My husband and I visited Picasso’s masterpiece, Guernica, at the Reina Sofia museum in Madrid recently. What an honor. I had done my masters thesis on a comparison of the elements of Modern Art, specifically Guernica, to Gothic literature. Crazy, huh? Yes, and what is life if not crazy? Anyway, seeing the original gave me chills. It was profoundly dreadful, but thrilling at the same time. Dreadful because of the tragedy it’s based on, a tragedy that has been endlessly repeated over time, is being repeated even now, and thrilling because of the power of creative expression. Throughout history the injustices, cruelties, agonies and miseries, as well as the beauty of life have been recorded for all posterity by masterful artists in the form of writing, painting, and now movies and video games.

Guernica is about the slaughter of innocents. The painting is based on the bombing during the Spanish civil war in 1937 of the Basque town, Guernica, by Fascist allies of Franco. It was Market Day in Guernica, and thousands of innocent civilians were killed, among them merchants, women, children and animals. One might think that perhaps a realistic painting would have done a better job of portraying the horror. But through Cubism Picasso expressed the madness of war in a way that realism could not have accomplished. Cubism was a product of industrialism and technological advances of the nineteenth and twentieth centuries, a time which saw the development of photography and its unique perspectives, angles and compositions. It is created by tearing apart photographic, or realistic representations of subjects, and reassembling them in unexpected collages unrelated to reality. Basically it replaces order with disorder, a process equivalent to madness. And what is war if not madness?

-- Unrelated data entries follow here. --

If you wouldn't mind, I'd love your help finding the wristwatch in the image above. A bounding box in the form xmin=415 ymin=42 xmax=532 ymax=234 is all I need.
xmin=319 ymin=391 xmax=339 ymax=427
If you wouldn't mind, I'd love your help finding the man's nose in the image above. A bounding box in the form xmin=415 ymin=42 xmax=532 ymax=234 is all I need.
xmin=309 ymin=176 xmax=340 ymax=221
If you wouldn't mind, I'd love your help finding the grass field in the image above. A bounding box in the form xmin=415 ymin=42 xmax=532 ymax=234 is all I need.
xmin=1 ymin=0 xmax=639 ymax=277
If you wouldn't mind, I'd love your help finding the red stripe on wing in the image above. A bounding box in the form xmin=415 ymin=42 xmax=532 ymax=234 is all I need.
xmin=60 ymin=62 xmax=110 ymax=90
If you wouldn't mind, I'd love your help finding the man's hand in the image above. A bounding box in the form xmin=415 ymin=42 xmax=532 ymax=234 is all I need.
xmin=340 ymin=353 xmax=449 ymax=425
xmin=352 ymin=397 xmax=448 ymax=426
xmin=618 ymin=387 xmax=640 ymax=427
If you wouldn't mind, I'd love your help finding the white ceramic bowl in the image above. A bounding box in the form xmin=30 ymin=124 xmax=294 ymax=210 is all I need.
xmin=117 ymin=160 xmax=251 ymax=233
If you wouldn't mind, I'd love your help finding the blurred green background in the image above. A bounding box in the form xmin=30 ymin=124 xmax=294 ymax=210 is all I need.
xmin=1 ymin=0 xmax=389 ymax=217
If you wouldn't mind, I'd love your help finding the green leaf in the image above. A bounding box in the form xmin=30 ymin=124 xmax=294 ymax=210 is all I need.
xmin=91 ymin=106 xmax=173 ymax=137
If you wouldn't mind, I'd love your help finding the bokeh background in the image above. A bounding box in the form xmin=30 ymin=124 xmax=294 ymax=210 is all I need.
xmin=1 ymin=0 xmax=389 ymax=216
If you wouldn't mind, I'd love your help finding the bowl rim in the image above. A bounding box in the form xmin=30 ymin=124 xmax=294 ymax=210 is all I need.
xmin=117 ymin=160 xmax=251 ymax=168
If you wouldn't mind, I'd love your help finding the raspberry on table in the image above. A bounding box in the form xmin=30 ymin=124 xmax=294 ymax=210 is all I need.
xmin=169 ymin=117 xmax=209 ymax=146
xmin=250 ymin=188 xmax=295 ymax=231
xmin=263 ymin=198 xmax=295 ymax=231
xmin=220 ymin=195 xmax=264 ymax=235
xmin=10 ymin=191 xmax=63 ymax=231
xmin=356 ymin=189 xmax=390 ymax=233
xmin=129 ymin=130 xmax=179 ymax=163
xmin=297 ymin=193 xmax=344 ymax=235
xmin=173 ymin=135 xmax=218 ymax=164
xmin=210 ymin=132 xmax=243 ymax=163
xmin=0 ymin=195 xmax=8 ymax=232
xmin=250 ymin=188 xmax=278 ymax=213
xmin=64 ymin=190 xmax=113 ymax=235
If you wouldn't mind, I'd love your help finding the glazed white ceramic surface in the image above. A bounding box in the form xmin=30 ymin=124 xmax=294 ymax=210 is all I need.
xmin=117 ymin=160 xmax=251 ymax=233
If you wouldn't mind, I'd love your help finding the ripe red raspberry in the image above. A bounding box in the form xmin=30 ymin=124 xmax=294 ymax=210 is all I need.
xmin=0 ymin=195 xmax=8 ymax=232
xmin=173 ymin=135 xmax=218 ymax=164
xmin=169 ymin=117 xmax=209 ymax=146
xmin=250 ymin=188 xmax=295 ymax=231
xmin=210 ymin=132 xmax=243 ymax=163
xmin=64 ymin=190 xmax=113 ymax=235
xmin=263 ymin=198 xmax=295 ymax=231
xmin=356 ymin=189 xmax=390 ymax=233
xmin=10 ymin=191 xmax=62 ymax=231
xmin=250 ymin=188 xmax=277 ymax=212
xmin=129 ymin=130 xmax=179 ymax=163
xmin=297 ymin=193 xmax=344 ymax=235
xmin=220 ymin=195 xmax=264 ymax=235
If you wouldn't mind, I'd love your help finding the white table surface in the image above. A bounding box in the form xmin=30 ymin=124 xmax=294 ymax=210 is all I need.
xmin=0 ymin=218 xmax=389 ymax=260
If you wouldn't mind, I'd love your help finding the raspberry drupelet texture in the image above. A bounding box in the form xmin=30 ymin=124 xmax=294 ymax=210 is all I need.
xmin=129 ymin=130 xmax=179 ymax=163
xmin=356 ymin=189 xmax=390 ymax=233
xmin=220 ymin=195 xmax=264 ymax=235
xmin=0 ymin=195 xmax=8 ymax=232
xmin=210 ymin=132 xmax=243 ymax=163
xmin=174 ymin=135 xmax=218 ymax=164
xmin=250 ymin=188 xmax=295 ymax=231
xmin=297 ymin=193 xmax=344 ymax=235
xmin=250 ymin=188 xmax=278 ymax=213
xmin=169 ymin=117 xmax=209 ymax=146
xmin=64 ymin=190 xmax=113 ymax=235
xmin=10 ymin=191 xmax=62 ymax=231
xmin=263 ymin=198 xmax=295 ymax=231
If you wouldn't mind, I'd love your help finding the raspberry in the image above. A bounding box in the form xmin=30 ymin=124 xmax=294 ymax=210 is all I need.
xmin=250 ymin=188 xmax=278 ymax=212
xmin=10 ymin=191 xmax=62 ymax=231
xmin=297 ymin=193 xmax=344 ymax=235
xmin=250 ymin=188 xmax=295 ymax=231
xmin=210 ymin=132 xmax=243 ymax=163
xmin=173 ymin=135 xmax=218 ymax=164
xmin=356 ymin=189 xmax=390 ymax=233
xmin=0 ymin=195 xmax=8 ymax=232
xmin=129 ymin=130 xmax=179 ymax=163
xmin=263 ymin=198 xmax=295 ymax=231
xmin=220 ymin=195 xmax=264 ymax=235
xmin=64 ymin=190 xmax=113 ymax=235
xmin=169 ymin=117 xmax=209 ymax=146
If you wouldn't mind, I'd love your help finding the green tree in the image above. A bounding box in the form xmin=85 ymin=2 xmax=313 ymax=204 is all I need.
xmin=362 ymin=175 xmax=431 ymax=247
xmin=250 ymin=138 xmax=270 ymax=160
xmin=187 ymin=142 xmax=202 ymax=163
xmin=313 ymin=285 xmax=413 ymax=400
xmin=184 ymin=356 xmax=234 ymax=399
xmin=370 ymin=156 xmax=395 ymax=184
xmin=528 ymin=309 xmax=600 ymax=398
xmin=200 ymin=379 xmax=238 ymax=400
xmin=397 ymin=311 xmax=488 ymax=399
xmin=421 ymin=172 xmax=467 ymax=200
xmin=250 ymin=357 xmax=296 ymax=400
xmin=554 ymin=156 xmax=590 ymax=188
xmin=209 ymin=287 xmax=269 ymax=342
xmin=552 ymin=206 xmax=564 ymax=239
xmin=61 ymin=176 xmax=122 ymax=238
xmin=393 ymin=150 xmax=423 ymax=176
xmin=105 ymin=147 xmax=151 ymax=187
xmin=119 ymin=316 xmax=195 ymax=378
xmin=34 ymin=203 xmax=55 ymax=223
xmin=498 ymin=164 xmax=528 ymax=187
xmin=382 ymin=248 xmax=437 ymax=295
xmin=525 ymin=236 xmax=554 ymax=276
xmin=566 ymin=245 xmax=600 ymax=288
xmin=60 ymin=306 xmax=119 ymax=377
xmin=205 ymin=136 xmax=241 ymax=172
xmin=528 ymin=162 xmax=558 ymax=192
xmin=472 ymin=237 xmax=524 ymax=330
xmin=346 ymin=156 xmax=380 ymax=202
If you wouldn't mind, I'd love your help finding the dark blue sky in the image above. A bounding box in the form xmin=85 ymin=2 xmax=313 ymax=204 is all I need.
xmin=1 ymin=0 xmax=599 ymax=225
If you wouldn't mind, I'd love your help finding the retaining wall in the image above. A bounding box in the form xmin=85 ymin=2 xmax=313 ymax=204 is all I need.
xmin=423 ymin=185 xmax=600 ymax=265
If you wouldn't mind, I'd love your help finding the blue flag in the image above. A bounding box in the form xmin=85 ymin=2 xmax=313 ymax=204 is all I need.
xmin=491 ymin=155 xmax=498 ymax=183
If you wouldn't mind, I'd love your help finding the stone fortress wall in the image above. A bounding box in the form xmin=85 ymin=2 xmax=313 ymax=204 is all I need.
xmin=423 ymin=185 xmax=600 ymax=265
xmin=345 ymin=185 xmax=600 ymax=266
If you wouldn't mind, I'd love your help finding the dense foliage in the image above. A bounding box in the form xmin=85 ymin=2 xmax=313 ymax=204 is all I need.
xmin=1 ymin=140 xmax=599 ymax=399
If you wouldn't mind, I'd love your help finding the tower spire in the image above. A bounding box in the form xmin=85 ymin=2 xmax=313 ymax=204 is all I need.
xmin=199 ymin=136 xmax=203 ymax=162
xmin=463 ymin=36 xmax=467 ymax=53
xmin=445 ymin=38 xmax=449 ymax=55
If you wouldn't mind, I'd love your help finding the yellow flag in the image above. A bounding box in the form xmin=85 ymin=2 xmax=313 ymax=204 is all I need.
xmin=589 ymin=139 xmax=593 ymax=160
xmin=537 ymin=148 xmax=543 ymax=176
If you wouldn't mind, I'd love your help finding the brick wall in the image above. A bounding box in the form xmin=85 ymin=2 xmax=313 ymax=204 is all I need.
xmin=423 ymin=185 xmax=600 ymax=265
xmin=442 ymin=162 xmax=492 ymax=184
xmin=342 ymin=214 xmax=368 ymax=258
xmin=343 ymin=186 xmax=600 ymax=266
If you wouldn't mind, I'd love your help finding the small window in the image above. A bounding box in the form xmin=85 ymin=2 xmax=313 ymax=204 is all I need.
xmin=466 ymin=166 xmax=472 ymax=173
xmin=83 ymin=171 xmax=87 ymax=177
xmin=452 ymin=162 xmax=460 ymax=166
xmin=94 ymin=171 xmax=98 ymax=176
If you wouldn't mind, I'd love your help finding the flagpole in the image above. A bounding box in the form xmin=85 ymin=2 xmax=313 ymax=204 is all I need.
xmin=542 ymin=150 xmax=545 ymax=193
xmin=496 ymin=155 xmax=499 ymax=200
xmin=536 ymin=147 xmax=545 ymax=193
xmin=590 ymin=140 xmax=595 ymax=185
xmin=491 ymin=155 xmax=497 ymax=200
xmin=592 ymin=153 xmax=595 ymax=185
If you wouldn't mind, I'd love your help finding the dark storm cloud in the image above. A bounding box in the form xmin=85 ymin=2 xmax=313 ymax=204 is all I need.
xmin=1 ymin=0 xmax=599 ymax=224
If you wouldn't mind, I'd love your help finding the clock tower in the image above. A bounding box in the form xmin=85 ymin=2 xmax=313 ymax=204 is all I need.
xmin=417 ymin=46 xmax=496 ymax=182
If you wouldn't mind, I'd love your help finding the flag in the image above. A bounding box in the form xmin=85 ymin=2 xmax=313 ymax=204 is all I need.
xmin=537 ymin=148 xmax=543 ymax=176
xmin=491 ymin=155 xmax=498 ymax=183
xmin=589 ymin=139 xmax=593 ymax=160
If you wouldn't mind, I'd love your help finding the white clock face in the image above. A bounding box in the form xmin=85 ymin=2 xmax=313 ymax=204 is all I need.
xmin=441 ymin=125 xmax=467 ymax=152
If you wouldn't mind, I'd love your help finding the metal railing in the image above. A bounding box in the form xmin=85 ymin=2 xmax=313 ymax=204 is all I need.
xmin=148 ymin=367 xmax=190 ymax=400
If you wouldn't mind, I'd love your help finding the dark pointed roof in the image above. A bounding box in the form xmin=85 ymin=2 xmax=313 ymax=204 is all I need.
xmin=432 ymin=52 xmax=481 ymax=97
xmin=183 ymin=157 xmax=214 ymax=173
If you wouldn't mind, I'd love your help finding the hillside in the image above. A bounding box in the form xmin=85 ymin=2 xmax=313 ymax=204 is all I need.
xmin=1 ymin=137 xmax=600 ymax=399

Looking at Guernica, the eye is immediately drawn to the triangular formation in the center, which, inherently lacking the uniformity offered by a circle or a square, immediately throws the reader into confusion. The base of the triangle is composed of a dead man with his arms outstretched on the left, and a woman with torn clothing, obviously in a state of panic, on the right. A light bulb with sun-like rays shooting out from it is at the tip of the pyramid; the manner in which people are reaching for and staring at the light indicates that it is an icon of hope. A wounded horse, symbol of the innocent animals at the market, is in the center of the triangle, literally falling to pieces; it has a huge wound on its side and images of a human skull and a bull’s head on its body, saying perhaps that, in death, we are all the same. The bull is an icon of the people of Spain. On the left is a woman doubled back in torment, howling as she cradles her dead child. Her tongue resembles a sharp point, referring to the sharpness of pain. Standing over the woman is, again, representing the people, a bull. But this one is uninjured, an icon of reassurance and hope, and his posture conveys strength, protection. On the far right, amidst jagged flames, is the window of a house in the background, a reference to the fires caused by the bombings, and a man with his arms thrown out in agony in the foreground. The rendering in blacks, grays, whites and dark blues conveys the disorientation of an attack during the night, when all that would be visible would be a chaotic jumble of figures highlighted by brilliant flashes of light, and darkness.

Expressed through the stabbing, piercing aspects of Cubism, the images bombard us with emotions: panic, confusion, terror, agony. They remind us of what we have done wrong in the past perhaps in the hopes that these will not be repeated, or perhaps to expose the darkness that is an integral part of human nature, and of what we are capable of if we are not mindful of it. Because that’s what Art is all about, right? Expression. Perhaps an expression of madness.